Monday night’s meeting really is a crunch moment for the DUP.
That’s because the DUP doesn’t really have crunch meetings as such. Big policy decisions are made at officer level, along with input from other key players and representative groups and then nodded through by the party executive. That process has worked reasonably well for most of the party’s history—even though there were a few blips during the bumpy leadership journey from Foster to Donaldson a couple of years ago.
And that history has included many moments of surprising flexibility: 1998, when it decided to forget about destroying the GFA and, instead, make plans for ‘a fair deal, a better deal’; 1999, when it agreed to join the executive (before the IRA had decommissioned), even though it chose to sit outside rather than inside the actual meetings; 2006, when it had discussions with SF at St Andrews and laid the foundations for a bespoke ‘ourselves together’ arrangement; and 2007, when it did the Paisley/McGuinness deal and lost Jim Allister and a handful of minor figures as members.
The meeting will probably include a fair few mentions of surrender, sellout, rollover, U-turn, betrayal, Lundyism and, for good measure, Vichy. Indeed, they’ve already been heard quite a few times since the email summoning the party executive was leaked on Friday evening. I say leaked but, let’s be honest, everybody and his wife knew it would be ‘out there’ within minutes of the send button being hit. It may even suit the interests of Donaldson’s supporters, allowing them to point the finger at those who are ‘deliberately’ trying to damage the party by undermining internal processes and playing into the hands of its enemies.
What Donaldson will remind the meeting is that people without an electoral mandate don’t have big decisions to make. Those with a very small mandate are rarely in the room when big decisions have to be made, either. So, they have the luxury of being permanently never-bending purists. But those with a mandate, those in the room when the decisions have to be made, are obliged to deal with reality and the consequences of their decisions. A series of court rulings has made life difficult for the DUP and for unionism generally. A series of parliamentary majorities—some whopping—have made life difficult, too.
All of which means that the DUP officers (and I’m presuming Donaldson has the majority on his side already and may even have put his decision to their vote before the meeting) and executive have to decide whether to make decisions within the parameters of the present realities or reject what’s on offer from the government. Either of those decisions brings profound consequences for the party, but a decision is now unavoidable.
Donaldson doesn’t actually need the approval of the executive (the DUP is a top-down one in terms of policy decisions), but maybe he’ll want to thrash out the realities with his internal opponents. Challenge them, for instance, to set out what they would do that he hasn’t done, or how they would change the minds of those at Westminster and EU levels who haven’t shown any great willingness to back the DUP.

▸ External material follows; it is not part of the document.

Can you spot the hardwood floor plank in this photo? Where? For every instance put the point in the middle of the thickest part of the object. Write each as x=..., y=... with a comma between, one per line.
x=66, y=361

Having watched Donaldson’s speech in the House of Commons last Wednesday, as well as reading the full text a couple of times, it was hard to avoid the whiff of endgame about it. Although whether it was endgame for the DUP boycott, for devolution entirely, or even for Donaldson’s leadership was harder to tell. Perhaps, just perhaps, he thought it might well be his last parliamentary speech as DUP leader and the first step on the path to retirement as Lagan Valley MP.
Whatever happens on Monday night for the DUP will be important—even if it fluffs it all and provides us with another damp squib. It has to be endgame for one side or the other.